Corriere della Sera 14/08/15
Tommaso Labate
«Prima le faccio una premessa. Nessuno
deve permettersi di parlare di “scambio”».
Premessa fatta.
«Una volta chiarito questo, se Matteo Renzi è disposto a discutere
con noi in modo serio di una riforma della giustizia, noi ci siamo. E
ci saremmo anche se le sue risposte sulla riforma del Senato non
fossero quelle che noi vogliamo».
Giovanni Toti, governatore
della Liguria e consigliere politico di Silvio Berlusconi, sta
facendo su e giù in macchina per la Liguria per tenere sotto
controllo l’emergenza dei profughi a Ventimiglia. Durante uno
spostamento in macchina, «e ci sono cinquanta gradi», parla del
rischio caduta del governo Renzi e dell’attacco dei vescovi a
Palazzo Chigi, delle ragioni di Matteo Salvini sull’immigrazione e
del caos sul Senato. Partendo da là, da quel dossier «giustizia»

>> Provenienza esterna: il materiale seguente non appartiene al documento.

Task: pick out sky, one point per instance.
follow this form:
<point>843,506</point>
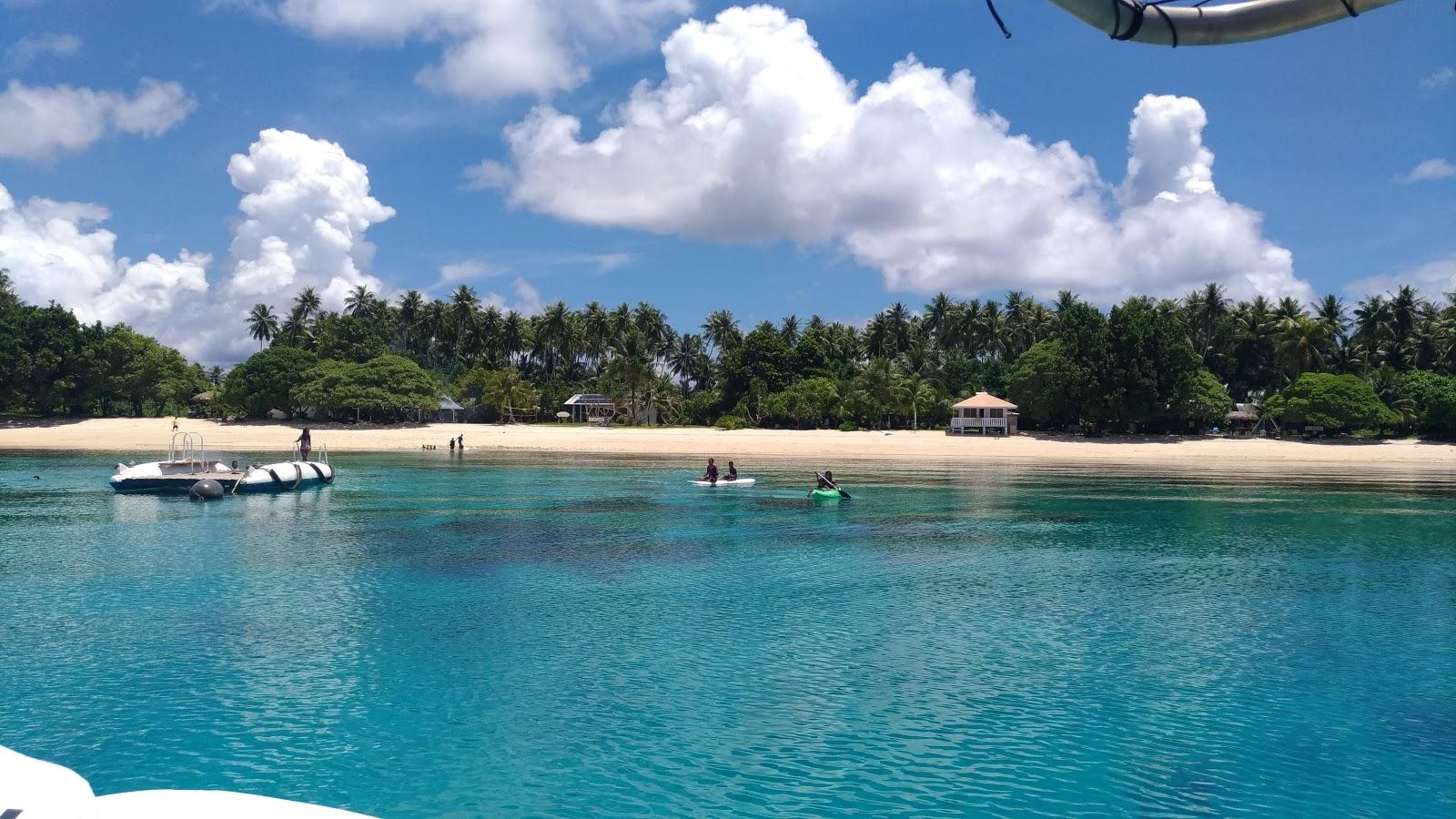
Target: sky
<point>172,164</point>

di cui si parla tanto tra gli ambasciatori di Pd e Forza Italia.
Toti, che cosa vuol dire discutere sulla giustizia «in modo serio»?

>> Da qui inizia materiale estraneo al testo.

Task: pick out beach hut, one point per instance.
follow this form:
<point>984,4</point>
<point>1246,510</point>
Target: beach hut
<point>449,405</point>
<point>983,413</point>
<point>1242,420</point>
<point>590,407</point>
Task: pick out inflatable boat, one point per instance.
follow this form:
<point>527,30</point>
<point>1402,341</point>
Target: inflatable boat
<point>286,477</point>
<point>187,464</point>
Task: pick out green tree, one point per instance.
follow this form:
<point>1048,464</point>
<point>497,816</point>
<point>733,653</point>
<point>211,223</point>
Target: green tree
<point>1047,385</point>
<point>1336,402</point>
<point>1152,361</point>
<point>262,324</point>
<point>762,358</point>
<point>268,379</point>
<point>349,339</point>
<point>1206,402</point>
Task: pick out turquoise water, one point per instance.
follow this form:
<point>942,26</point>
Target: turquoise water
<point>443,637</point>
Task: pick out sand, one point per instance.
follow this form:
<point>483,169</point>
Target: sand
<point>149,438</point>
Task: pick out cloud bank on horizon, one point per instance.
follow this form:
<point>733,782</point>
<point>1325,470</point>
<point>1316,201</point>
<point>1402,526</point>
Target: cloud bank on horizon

«Separazione delle carriere dei giudici, con l’istituzione di
un doppio consiglio superiore, uno per chi giudica l’altro per chi
indaga. Poi, limitazione all’uso della carcerazione preventiva. E
ancora, fermare i continui abusi sulle intercettazioni. Ribadisco, se
Renzi vuole mettere mano a una riforma seria della giustizia, Forza
Italia è già pronta. Abbiamo detto mille volte che, se si fanno le
cose seriamente e non si stravolgono le riforme nel chiuso di una
stanza, noi siamo un’opposizione responsabile».
Secondo lei,
il governo Renzi rischia di non arrivare all’anno prossimo, come
sostiene Salvini?
«Lo vedo molto traballante in Senato. E credo
che anche Renzi stia iniziando a fare i conti con questa realtà.

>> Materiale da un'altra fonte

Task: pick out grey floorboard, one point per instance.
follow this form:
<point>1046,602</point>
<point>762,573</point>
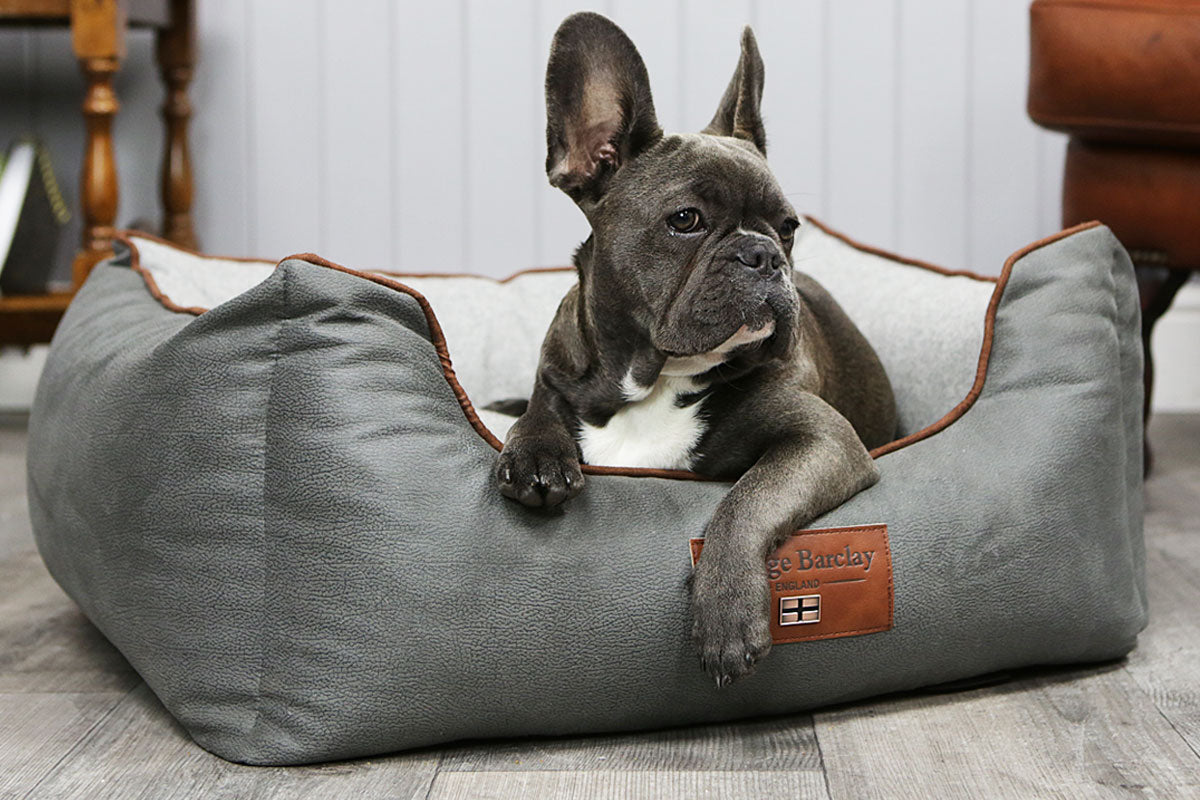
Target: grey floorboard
<point>77,722</point>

Detto questo, non è soltanto una questione di numeri. Riforme come
quelle della costituzione, come la legge elettorale, e anche come
quella della giustizia, non le puoi fare raccattando consensi nel
bidone del peggior trasformismo della Prima Repubblica…».
Si
riferisce al soccorso dei verdiniani?
«Mi riferisco al fatto che
Renzi non può ergersi a uomo nuovo e poi fare come nelle peggiori
democrazie. Che ha fatto finora il premier in Senato? Ha litigato con
la sinistra del suo partito e ha provato a blindarsi con numeri che
gli arrivano dai peggiori trasformisti all’italiana. Questa è la
realtà».
L’attacco della Chiesa sull’immigrazione è una
spia della debolezza del governo?
«Su questo ho altre idee…».
Anche lei, come Salvini, pensa che il capo dei vescovi Galantino
sia un «comunista»?
«Se è comunista non lo so. Dico però che
se si fosse risparmiato le uscite infelici avrebbe fatto il bene di
tutti».
Quindi, nello scontro Chiesa-governo, lei difende
governo?
«No. Gliela spiego così. La Chiesa deve fare la Chiesa
lasciando che la politica faccia la politica. Sono due mestieri
diversi. La prima è un’eccellenza morale, la seconda rappresenta
l’arte del possibile».
E qual è «il possibile»
sull’immigrazione?
«Controllo dei flussi migratori, protezione
delle frontiere, espulsioni dei clandestini. Mi spiega perché
ricette adottate nelle democrazie più apprezzate da noi debbano
essere bollate come xenofobe? Mi spiega perché paesi come
l’Australia e gli Stati Uniti si muovono seguendo queste direttrici
e noi no? Salvini, sul punto, ha ragione. E a Galantino dico un’altra
cosa. Se San Martino, invece che in due, avesse diviso il suo
mantello in mille brandelli, non solo non avrebbe salvato mille
persone dal freddo. Ma sarebbero morti anche lui e l’altro».
Quindi?
«Quindi va bene, anzi benissimo, la carità della
Chiesa. Ma la politica ha un altro compito. Deve saperla legare alla
concretezza, al massimo di quello che si può fare. E noi, come
Italia, abbiamo un problema grosso con risorse molto scarse per
fronteggiarlo».
Non dica che anche lei vede nell’attacco della
Chiesa lo stesso canovaccio di quando i vescovi presero di mira
l’allora governo Berlusconi.
«Non lo so, lascerei perdere mani
e manine. E concentriamoci sulla realtà».